PREACHING AND TEACHING FROM THE OLD TESTAMENT—A GUIDE FOR THE CHURCH

Written by Walter C Kaiser, Jr Reviewed By Rupert Standring

The value and purpose of preaching and teaching the OT in the church have never been more seriously called into question than they are today. In response to this, Walter Kaiser’s latest book is both an impassioned plea not only to preach the OT once again as Christian Scripture essential to the spiritual life of the Church but also a practical manual as to how to go about that task.

The book is divided into two parts: Part One,—‘The Need to Preach and Teach from the Old Testament’ and Part Two,—‘How to Preach and Teach from the Old Testament’.

Part One, where Kaiser delivers his plea for a return to preaching and teaching the OT, deals with both the positives—what the church will gain if it does return, and the negatives—answering the reasons that are often given for ignoring the OT as Christians. On the positives, Kaiser cites the OT’s authoritative position in the Early Church; its practical, down-to-earth teaching on living the life of faith; its revelation of the Messiah which gives greater significance to the life, death and resurrection of Jesus of Nazareth; but above all, its own repeated claim to being nothing less than the revealed, powerful Word of God. On the negatives, he briefly answers the critics who question the unity of the OT or those who over-emphasise the discontinuity between Old and New.

Our teaching and preaching will always remain stunted if we fail to see that God has a wholeness to his Word that embraces both testaments in one unified, single plan.

Part One concludes with a chapter entitled ‘The Art and Science of Expository Preaching’ that lays out very clearly the principles both for interpreting the Biblical text and then for constructing an expository sermon. These general principles are then applied in greater detail in Part Two to the various different genres of literature found within the OT.

The seven chapters that make up Part Two,—How to Preach and Teach from the OT,—each tackle a different genre: narrative, the wisdom books, the prophets, the laments, Torah, praise and apocalyptic. They follow the same pattern whereby Kaiser first works through the main interpretative issues thrown up by the specific genre (e.g. with narrative: plot, characterisation, setting, dialogue, structure) and then illustrates his methodology with an example sermon on a particular text.

Part Two is essentially a popular re-working of Kaiser’s previous work, Toward an Exegetical Theology: Biblical Exegesis for Preaching and Teaching and its practical value for the preacher or teacher is added to by the inclusion from that work of a ‘Suggested Worksheet for Doing Syntactical-Theological Exegesis’ in the appendices.
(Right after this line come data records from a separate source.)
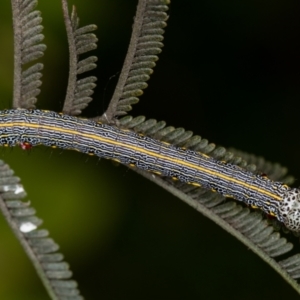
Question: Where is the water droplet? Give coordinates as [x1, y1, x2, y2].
[14, 185, 24, 195]
[20, 222, 37, 233]
[1, 184, 24, 194]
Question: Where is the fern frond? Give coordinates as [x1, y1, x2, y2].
[119, 114, 300, 291]
[11, 0, 46, 109]
[189, 187, 300, 278]
[101, 0, 170, 122]
[0, 160, 83, 299]
[135, 167, 300, 295]
[62, 0, 98, 116]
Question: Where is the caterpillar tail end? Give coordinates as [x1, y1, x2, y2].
[280, 189, 300, 231]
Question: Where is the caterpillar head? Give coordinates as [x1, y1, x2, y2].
[280, 189, 300, 231]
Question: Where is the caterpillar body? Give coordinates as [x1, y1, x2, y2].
[0, 109, 300, 231]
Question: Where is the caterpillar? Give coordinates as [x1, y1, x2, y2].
[0, 109, 300, 231]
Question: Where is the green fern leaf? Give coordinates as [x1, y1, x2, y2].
[11, 0, 46, 109]
[102, 0, 170, 122]
[62, 0, 98, 116]
[0, 159, 84, 299]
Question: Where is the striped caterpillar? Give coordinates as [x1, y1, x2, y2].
[0, 109, 300, 231]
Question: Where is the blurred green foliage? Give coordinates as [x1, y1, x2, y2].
[0, 0, 300, 299]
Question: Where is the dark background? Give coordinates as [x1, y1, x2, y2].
[0, 0, 300, 299]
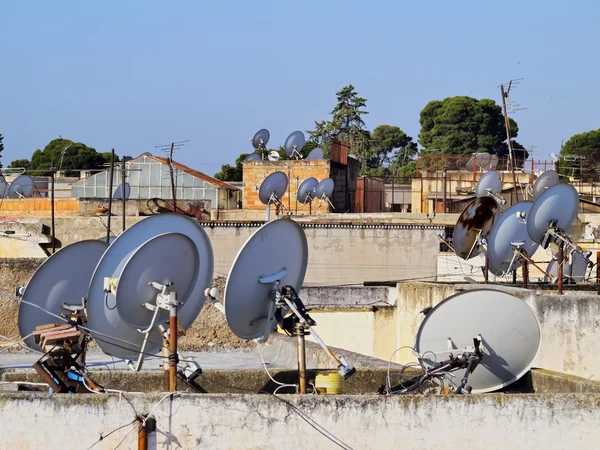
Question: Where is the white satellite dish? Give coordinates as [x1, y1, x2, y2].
[223, 218, 355, 389]
[415, 289, 541, 393]
[86, 214, 214, 361]
[268, 151, 280, 162]
[8, 174, 35, 198]
[18, 240, 109, 351]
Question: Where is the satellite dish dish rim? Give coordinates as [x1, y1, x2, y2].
[414, 288, 542, 394]
[258, 171, 288, 204]
[251, 128, 270, 149]
[283, 131, 306, 156]
[526, 183, 579, 244]
[18, 239, 109, 351]
[296, 177, 318, 204]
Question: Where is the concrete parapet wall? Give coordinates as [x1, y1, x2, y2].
[1, 392, 599, 449]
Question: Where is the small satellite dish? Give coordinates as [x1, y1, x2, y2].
[258, 172, 288, 205]
[466, 152, 492, 171]
[251, 129, 270, 149]
[113, 182, 131, 200]
[487, 201, 539, 275]
[244, 153, 262, 162]
[224, 219, 308, 340]
[315, 178, 335, 199]
[86, 214, 214, 359]
[305, 147, 324, 160]
[452, 197, 499, 260]
[8, 174, 35, 198]
[296, 178, 318, 204]
[267, 151, 280, 162]
[123, 156, 133, 162]
[415, 289, 541, 393]
[533, 170, 559, 199]
[18, 240, 109, 351]
[475, 171, 502, 198]
[284, 131, 306, 158]
[0, 176, 8, 198]
[527, 183, 579, 244]
[545, 251, 590, 283]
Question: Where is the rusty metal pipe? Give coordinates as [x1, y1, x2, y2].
[169, 292, 178, 393]
[295, 322, 307, 394]
[558, 243, 564, 295]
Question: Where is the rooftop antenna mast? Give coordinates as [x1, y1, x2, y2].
[500, 78, 526, 205]
[155, 140, 189, 213]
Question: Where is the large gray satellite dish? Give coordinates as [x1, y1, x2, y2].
[113, 182, 131, 200]
[545, 251, 590, 283]
[415, 289, 541, 393]
[452, 197, 499, 260]
[18, 240, 109, 351]
[489, 154, 499, 169]
[0, 176, 8, 198]
[466, 153, 492, 171]
[284, 131, 306, 158]
[533, 170, 559, 199]
[487, 201, 539, 275]
[224, 219, 308, 340]
[258, 171, 288, 205]
[8, 174, 35, 198]
[245, 153, 262, 162]
[315, 178, 335, 199]
[86, 214, 214, 359]
[251, 129, 270, 149]
[475, 171, 502, 198]
[527, 183, 579, 244]
[305, 147, 324, 160]
[296, 177, 318, 204]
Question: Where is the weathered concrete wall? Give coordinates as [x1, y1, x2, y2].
[396, 282, 600, 380]
[1, 392, 599, 449]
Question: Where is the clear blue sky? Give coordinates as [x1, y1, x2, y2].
[1, 1, 599, 175]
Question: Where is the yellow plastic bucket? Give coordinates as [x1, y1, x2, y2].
[315, 373, 343, 394]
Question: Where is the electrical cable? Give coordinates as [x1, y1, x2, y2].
[256, 343, 298, 392]
[84, 419, 138, 450]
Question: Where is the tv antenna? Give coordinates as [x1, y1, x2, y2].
[222, 219, 355, 393]
[155, 140, 189, 213]
[500, 78, 525, 204]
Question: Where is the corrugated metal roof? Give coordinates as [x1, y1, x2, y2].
[144, 155, 238, 191]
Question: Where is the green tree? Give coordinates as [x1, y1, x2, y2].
[0, 133, 3, 168]
[10, 138, 115, 176]
[363, 125, 418, 176]
[559, 128, 600, 180]
[419, 96, 521, 157]
[308, 85, 369, 158]
[8, 159, 30, 169]
[214, 153, 249, 181]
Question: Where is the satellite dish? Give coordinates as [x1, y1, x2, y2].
[415, 289, 541, 393]
[258, 172, 288, 205]
[315, 178, 335, 199]
[452, 197, 499, 260]
[0, 176, 8, 198]
[466, 153, 492, 171]
[487, 201, 539, 275]
[296, 178, 318, 204]
[98, 236, 117, 244]
[527, 183, 579, 244]
[224, 219, 308, 340]
[251, 129, 270, 149]
[533, 170, 559, 199]
[140, 152, 152, 157]
[18, 240, 109, 351]
[284, 131, 306, 158]
[113, 182, 131, 200]
[475, 171, 502, 198]
[305, 147, 324, 160]
[86, 214, 214, 359]
[244, 153, 262, 162]
[268, 151, 280, 162]
[545, 251, 590, 283]
[8, 174, 35, 198]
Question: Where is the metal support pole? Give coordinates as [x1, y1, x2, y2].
[295, 322, 307, 394]
[107, 149, 115, 241]
[169, 292, 178, 392]
[442, 170, 447, 213]
[484, 252, 489, 284]
[169, 143, 177, 213]
[138, 416, 147, 450]
[51, 171, 55, 253]
[501, 84, 519, 205]
[596, 251, 600, 284]
[122, 159, 126, 232]
[557, 243, 564, 295]
[523, 261, 529, 289]
[512, 270, 517, 284]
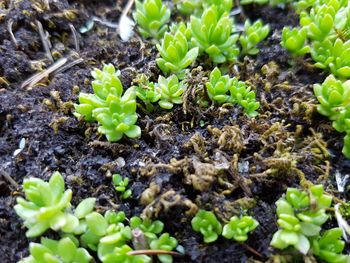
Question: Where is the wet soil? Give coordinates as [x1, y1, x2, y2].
[0, 0, 349, 262]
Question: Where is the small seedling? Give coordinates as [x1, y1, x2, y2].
[222, 216, 259, 242]
[191, 210, 222, 243]
[156, 30, 199, 79]
[240, 19, 270, 55]
[112, 174, 132, 199]
[133, 0, 171, 40]
[19, 237, 92, 263]
[270, 185, 332, 255]
[74, 64, 141, 142]
[189, 5, 239, 63]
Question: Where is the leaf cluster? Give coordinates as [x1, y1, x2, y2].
[205, 67, 260, 117]
[270, 185, 333, 255]
[74, 64, 141, 142]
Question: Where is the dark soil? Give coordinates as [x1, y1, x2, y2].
[0, 0, 349, 262]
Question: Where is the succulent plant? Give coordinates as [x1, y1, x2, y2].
[311, 228, 349, 263]
[156, 75, 186, 109]
[14, 172, 77, 238]
[281, 27, 310, 56]
[74, 64, 141, 142]
[313, 75, 350, 120]
[112, 174, 132, 199]
[150, 233, 178, 263]
[189, 5, 239, 63]
[300, 4, 335, 41]
[206, 67, 260, 117]
[328, 38, 350, 78]
[240, 20, 270, 55]
[156, 30, 199, 78]
[191, 210, 222, 243]
[205, 67, 232, 104]
[229, 78, 260, 117]
[135, 81, 161, 112]
[222, 216, 259, 242]
[314, 75, 350, 157]
[19, 237, 92, 263]
[270, 185, 332, 255]
[130, 216, 164, 240]
[133, 0, 171, 39]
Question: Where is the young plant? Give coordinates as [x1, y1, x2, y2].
[270, 185, 332, 255]
[19, 237, 92, 263]
[14, 172, 76, 238]
[314, 75, 350, 157]
[300, 4, 335, 41]
[190, 5, 239, 63]
[135, 81, 161, 112]
[150, 233, 178, 263]
[156, 30, 199, 79]
[206, 67, 260, 117]
[74, 64, 141, 142]
[112, 174, 132, 199]
[130, 216, 164, 240]
[240, 20, 270, 55]
[281, 27, 310, 56]
[229, 78, 260, 117]
[205, 67, 232, 104]
[191, 210, 222, 243]
[311, 228, 349, 263]
[222, 216, 259, 242]
[156, 75, 186, 109]
[133, 0, 171, 39]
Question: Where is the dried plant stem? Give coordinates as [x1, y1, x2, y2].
[240, 243, 264, 258]
[69, 23, 79, 52]
[36, 20, 53, 62]
[7, 19, 17, 47]
[21, 57, 68, 89]
[0, 170, 19, 188]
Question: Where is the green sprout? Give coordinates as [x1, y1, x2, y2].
[229, 78, 260, 117]
[205, 67, 260, 117]
[150, 233, 178, 263]
[191, 210, 222, 243]
[19, 237, 92, 263]
[156, 75, 186, 109]
[133, 0, 171, 40]
[205, 67, 232, 104]
[281, 27, 310, 56]
[189, 5, 239, 63]
[112, 174, 132, 199]
[314, 75, 350, 157]
[240, 20, 270, 56]
[130, 216, 164, 240]
[270, 185, 332, 255]
[311, 228, 349, 263]
[14, 172, 76, 238]
[156, 30, 199, 79]
[74, 64, 141, 142]
[222, 216, 259, 242]
[135, 80, 161, 112]
[300, 4, 335, 41]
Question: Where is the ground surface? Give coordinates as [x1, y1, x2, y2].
[0, 0, 349, 262]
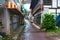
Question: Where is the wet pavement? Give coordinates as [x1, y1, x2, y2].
[20, 19, 54, 40]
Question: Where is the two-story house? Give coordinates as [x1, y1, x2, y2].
[0, 0, 24, 35]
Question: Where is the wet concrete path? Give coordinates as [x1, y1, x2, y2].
[20, 19, 54, 40]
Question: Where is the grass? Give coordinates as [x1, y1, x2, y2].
[39, 24, 60, 33]
[47, 28, 60, 33]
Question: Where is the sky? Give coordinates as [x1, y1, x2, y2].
[24, 3, 30, 11]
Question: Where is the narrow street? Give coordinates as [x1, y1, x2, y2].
[19, 19, 54, 40]
[0, 0, 60, 40]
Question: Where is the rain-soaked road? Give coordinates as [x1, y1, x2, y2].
[20, 19, 54, 40]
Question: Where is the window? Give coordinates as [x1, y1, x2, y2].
[58, 0, 60, 7]
[43, 0, 52, 5]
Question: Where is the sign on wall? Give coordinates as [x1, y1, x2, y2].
[8, 1, 17, 8]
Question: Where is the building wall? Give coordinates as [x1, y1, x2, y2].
[0, 8, 10, 34]
[0, 0, 24, 35]
[3, 8, 10, 34]
[34, 10, 41, 26]
[10, 13, 20, 31]
[43, 0, 60, 13]
[0, 8, 11, 34]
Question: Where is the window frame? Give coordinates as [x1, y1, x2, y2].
[43, 0, 52, 5]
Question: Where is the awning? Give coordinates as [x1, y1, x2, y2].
[8, 8, 24, 17]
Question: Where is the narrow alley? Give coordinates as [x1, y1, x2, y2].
[0, 0, 60, 40]
[19, 19, 54, 40]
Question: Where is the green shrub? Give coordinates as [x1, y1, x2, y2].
[47, 28, 60, 33]
[2, 35, 12, 40]
[42, 13, 56, 30]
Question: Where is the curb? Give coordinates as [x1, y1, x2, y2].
[31, 23, 40, 29]
[47, 33, 60, 40]
[16, 25, 25, 40]
[12, 26, 25, 40]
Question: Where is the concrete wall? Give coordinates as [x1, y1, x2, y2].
[0, 8, 10, 34]
[2, 8, 10, 34]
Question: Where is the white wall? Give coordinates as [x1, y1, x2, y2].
[43, 0, 60, 14]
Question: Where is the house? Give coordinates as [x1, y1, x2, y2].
[30, 0, 43, 25]
[0, 0, 24, 35]
[30, 0, 60, 26]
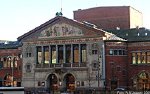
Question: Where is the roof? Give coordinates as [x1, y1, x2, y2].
[0, 41, 21, 49]
[107, 27, 150, 42]
[17, 16, 107, 41]
[17, 16, 125, 42]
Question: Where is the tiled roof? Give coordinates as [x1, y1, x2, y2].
[107, 27, 150, 41]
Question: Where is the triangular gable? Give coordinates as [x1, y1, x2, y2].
[18, 16, 106, 41]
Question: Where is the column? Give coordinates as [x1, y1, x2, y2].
[41, 46, 44, 67]
[63, 44, 66, 64]
[71, 44, 73, 67]
[56, 45, 58, 64]
[79, 44, 81, 66]
[49, 45, 51, 67]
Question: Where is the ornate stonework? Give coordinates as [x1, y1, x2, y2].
[40, 23, 83, 38]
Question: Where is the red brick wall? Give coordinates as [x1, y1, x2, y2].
[74, 6, 130, 30]
[105, 41, 128, 89]
[127, 42, 150, 88]
[0, 48, 22, 86]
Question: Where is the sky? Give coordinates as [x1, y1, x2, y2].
[0, 0, 149, 41]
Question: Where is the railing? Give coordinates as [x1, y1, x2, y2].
[35, 63, 87, 68]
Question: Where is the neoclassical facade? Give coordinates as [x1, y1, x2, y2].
[18, 16, 120, 93]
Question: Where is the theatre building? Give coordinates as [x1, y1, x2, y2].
[18, 16, 122, 93]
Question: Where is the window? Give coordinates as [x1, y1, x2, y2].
[58, 45, 63, 63]
[37, 46, 42, 64]
[44, 46, 50, 64]
[73, 44, 79, 63]
[81, 44, 86, 63]
[26, 53, 31, 57]
[51, 46, 56, 64]
[109, 49, 113, 55]
[13, 57, 18, 68]
[132, 53, 136, 64]
[81, 81, 84, 86]
[92, 50, 98, 54]
[109, 49, 126, 56]
[141, 52, 146, 63]
[147, 52, 150, 63]
[132, 51, 150, 64]
[66, 45, 71, 63]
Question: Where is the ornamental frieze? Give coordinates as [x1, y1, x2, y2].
[40, 23, 83, 38]
[24, 37, 103, 45]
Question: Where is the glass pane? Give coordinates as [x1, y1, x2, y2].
[109, 49, 113, 55]
[137, 52, 141, 64]
[147, 52, 150, 63]
[3, 58, 7, 68]
[132, 53, 136, 64]
[51, 46, 56, 64]
[44, 46, 49, 64]
[58, 45, 63, 63]
[114, 50, 118, 55]
[37, 46, 42, 64]
[73, 44, 79, 63]
[8, 57, 11, 68]
[81, 44, 86, 63]
[66, 45, 71, 63]
[141, 52, 146, 63]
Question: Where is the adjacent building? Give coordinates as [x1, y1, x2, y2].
[74, 6, 143, 30]
[105, 28, 150, 90]
[0, 41, 22, 87]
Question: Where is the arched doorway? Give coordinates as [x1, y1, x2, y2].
[47, 74, 58, 93]
[133, 71, 150, 90]
[3, 74, 13, 87]
[64, 73, 75, 92]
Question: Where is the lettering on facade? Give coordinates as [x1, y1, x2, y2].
[40, 23, 83, 38]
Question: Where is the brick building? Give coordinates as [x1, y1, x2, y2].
[74, 6, 143, 30]
[105, 28, 150, 91]
[0, 41, 22, 87]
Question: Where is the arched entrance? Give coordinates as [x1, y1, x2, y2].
[47, 74, 58, 93]
[3, 74, 13, 87]
[133, 71, 150, 90]
[63, 73, 75, 92]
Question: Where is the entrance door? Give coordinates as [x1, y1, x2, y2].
[64, 73, 75, 92]
[47, 74, 58, 92]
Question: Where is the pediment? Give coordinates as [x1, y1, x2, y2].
[18, 16, 106, 41]
[39, 23, 83, 38]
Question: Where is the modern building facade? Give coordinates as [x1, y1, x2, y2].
[74, 6, 143, 30]
[17, 16, 122, 93]
[0, 41, 22, 87]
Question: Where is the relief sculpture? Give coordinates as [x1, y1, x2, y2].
[40, 23, 83, 38]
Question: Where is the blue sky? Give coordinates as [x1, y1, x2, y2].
[0, 0, 149, 40]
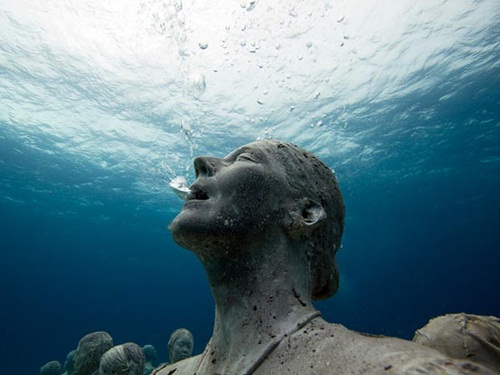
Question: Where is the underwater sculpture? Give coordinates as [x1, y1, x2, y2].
[73, 331, 113, 375]
[62, 350, 76, 375]
[168, 328, 195, 364]
[155, 139, 496, 375]
[413, 313, 500, 373]
[142, 344, 158, 375]
[40, 360, 62, 375]
[99, 342, 145, 375]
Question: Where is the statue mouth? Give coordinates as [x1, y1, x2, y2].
[187, 187, 209, 201]
[169, 177, 209, 202]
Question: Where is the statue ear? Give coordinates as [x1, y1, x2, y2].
[285, 198, 326, 240]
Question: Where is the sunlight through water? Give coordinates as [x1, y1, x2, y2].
[1, 0, 499, 214]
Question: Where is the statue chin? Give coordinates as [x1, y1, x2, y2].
[168, 219, 197, 250]
[168, 209, 206, 243]
[169, 216, 218, 255]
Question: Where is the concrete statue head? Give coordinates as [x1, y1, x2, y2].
[142, 344, 157, 363]
[99, 342, 145, 375]
[142, 344, 157, 375]
[413, 313, 500, 373]
[40, 360, 62, 375]
[169, 139, 344, 300]
[62, 350, 76, 375]
[73, 331, 113, 375]
[168, 328, 194, 363]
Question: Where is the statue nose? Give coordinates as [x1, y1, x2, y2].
[193, 156, 219, 177]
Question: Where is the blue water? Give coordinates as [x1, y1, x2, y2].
[1, 1, 500, 374]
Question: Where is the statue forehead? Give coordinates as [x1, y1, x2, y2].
[175, 336, 193, 344]
[169, 329, 194, 346]
[224, 140, 283, 160]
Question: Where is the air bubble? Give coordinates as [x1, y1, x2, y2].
[240, 1, 255, 11]
[173, 0, 183, 12]
[188, 71, 206, 97]
[199, 42, 208, 50]
[169, 177, 191, 200]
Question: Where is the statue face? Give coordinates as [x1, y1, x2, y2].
[169, 141, 289, 254]
[170, 336, 194, 363]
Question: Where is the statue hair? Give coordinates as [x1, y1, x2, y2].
[259, 140, 345, 299]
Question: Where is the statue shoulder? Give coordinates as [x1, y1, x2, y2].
[256, 318, 497, 375]
[151, 355, 200, 375]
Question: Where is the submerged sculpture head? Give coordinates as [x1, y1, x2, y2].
[142, 344, 157, 363]
[40, 360, 62, 375]
[99, 343, 145, 375]
[63, 350, 76, 375]
[73, 331, 113, 375]
[169, 139, 344, 299]
[168, 328, 194, 363]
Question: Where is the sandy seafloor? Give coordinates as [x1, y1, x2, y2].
[0, 0, 499, 373]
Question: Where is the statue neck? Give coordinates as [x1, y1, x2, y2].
[197, 232, 319, 374]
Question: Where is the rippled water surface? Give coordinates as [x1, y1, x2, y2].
[1, 0, 499, 373]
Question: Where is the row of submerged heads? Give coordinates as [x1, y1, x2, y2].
[40, 328, 194, 375]
[40, 314, 500, 375]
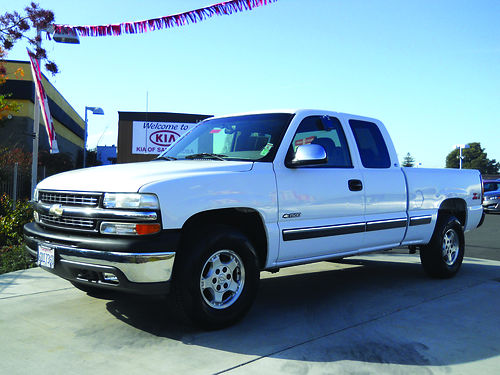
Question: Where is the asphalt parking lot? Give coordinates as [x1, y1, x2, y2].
[465, 213, 500, 261]
[1, 215, 499, 374]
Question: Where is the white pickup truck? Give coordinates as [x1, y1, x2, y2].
[24, 109, 484, 328]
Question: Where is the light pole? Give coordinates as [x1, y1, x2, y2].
[84, 106, 104, 168]
[30, 26, 80, 199]
[455, 144, 470, 169]
[30, 29, 41, 200]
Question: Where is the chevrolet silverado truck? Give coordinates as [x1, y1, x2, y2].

Overall, Kaiser has produced a practical and accessible guide to preaching and teaching the OT as Christian Scripture which that I will use and recommend to others, with only two reservations.

One: Inevitably a book of this scope, only giving one brief chapter to each literary genre in the OT, feels inadequate; but that said, it certainly re-kindled my desire not just to work harder at the text but to preach more OT to Christians.

Two: One of Kaiser’s foundational principles of interpretation is that: ‘The Bible was meant to be read forward, not backward.’ What this seems to mean in practice is that whilst rightly rejecting an approach to the Bible that subordinates the OT to the NT (whereby the OT becomes little more than a preamble to the ‘real’ message of the NT), Kaiser never quite gives full weight to the element of fulfilment. His own example sermons at the end of each chapter illustrate this tendency: of the seven sermons from OT texts, in only two is Jesus explicitly mentioned or identified as the Messiah. Of course, all Scripture, Old and New Testaments, is Christian Scripture; and of course the mere mention of Jesus in a sermon doesn’t transform it into a ‘Christian’ sermon; and of course to explain OT texts on their own terms is a ‘Christian’ endeavour, but perhaps Kaiser’s own preaching demonstrates the dangers, or better—limitations, of only reading the Bible forwards? To make sure we do n’t not silence or ignore the OT and to make sure that we don’t not forget to show explicitly and appropriately how Jesus is the fulfilment of the OT, we need to read the Bible in both directions: forwards and backwards!